La sala estaba a reventar. A cada uno de los invitados nos habían proporcionado un pequeño aparato que se conecta a los oídos y a la base de la nuca. Bastante cómodo, por cierto.
Y ahí estábamos, muertos de curiosidad y disfrutando la velada cuando, de pronto, se abrieron las cortinas del escenario y apareció Britney Spears, vestida con un transparente vestido negro que dejaba ver todos sus renovados encantos y sonriente de oreja a oreja.
─Estarán ansiosos por ver el video ─dijo, cerrando un ojo.
El auditorio se llenó de aplausos.
Las luces se atenuaron poco a poco mientras la música comenzaba a sonar en los audífonos que se conectaban inalámbricamente a una computadora. Conforme aumentaba el volumen del sonido, pude escuchar exclamaciones provenientes de todas partes de la sala.
Yo también dejé escapar un "¡Oh!" de sorpresa.

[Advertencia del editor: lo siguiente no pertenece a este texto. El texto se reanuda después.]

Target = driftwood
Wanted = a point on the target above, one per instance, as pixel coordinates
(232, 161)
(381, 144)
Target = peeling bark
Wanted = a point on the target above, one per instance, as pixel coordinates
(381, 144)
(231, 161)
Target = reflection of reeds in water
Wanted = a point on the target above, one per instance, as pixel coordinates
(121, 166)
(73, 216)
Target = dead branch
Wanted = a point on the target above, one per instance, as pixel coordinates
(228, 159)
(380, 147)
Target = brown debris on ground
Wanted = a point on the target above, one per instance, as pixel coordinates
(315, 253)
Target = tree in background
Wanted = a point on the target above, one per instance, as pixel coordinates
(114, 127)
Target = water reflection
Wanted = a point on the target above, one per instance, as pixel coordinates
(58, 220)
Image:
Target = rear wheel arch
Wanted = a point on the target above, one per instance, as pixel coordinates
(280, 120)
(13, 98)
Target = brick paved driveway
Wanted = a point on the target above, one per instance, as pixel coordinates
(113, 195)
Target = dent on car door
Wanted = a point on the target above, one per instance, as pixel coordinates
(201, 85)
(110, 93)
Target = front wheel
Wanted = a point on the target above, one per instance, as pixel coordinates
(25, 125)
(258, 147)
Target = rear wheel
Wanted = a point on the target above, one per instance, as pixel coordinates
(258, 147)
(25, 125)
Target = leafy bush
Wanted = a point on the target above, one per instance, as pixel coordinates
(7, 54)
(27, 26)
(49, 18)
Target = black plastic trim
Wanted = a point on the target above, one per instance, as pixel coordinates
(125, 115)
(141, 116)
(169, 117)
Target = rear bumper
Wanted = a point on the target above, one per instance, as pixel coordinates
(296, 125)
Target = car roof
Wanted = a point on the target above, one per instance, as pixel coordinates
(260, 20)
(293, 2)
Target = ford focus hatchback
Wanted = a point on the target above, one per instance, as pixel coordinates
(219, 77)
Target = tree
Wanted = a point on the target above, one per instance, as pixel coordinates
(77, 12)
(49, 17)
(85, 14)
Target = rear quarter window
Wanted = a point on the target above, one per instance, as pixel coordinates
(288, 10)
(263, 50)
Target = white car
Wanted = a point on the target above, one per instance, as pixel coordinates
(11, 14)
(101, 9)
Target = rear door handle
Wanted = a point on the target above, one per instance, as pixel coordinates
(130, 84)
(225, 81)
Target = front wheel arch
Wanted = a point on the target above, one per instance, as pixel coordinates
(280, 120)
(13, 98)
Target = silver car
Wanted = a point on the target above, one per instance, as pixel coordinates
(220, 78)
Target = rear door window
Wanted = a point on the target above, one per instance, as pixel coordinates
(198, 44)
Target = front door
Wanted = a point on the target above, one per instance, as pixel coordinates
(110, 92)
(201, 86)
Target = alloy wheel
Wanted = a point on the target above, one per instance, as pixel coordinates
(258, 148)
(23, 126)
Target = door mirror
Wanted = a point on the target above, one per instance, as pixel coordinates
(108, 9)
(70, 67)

Y es que Britney Spears estaba bailando a pocos centímetros de mi rostro. La ilusión era tan vívida que me bastó extender las puntas de los dedos para rozar uno de sus brazos. Estaba tibio y húmedo de sudor (o por lo menos eso sintió mi cerebro). Unos segundos después, decidí acercar el rostro a la sensual imagen de Britney Spears (que bailaba semidesnuda y se contorsionaba al ritmo de la violenta música) y casi me voy de espaldas al percibir el olor dulzón del sudor mezclado con la última fragancia de Ralph Lauren.
La imagen, tridimensionalmente perfecta y de apariencia tan sólida como la mesa misma, se arrodilló entre los platos y las copas, me dio la espalda y gritó: "Hit Me!". ¿Qué hice? Pues lo mismo que todos los demás: Propinar un tímido golpe a la anatomía de la cantante. Ésta gritó de placer y giró la rubia cabeza hacia mí. Uno de sus ojos se cerró en un coqueto guiño y repitió la orden: "Hit Me!".
La sala se convirtió en un manicomio. Hombres y mujeres propinaban sendos golpes a figuras invisibles, cada uno con distinto grado de satisfacción, pero todos sorprendidos al extremo.
Cuando cesó la música y nos dieron la orden de quitarnos los audífonos de realidad virtual, todos teníamos la misma expresión en el rostro: De Culpabilidad.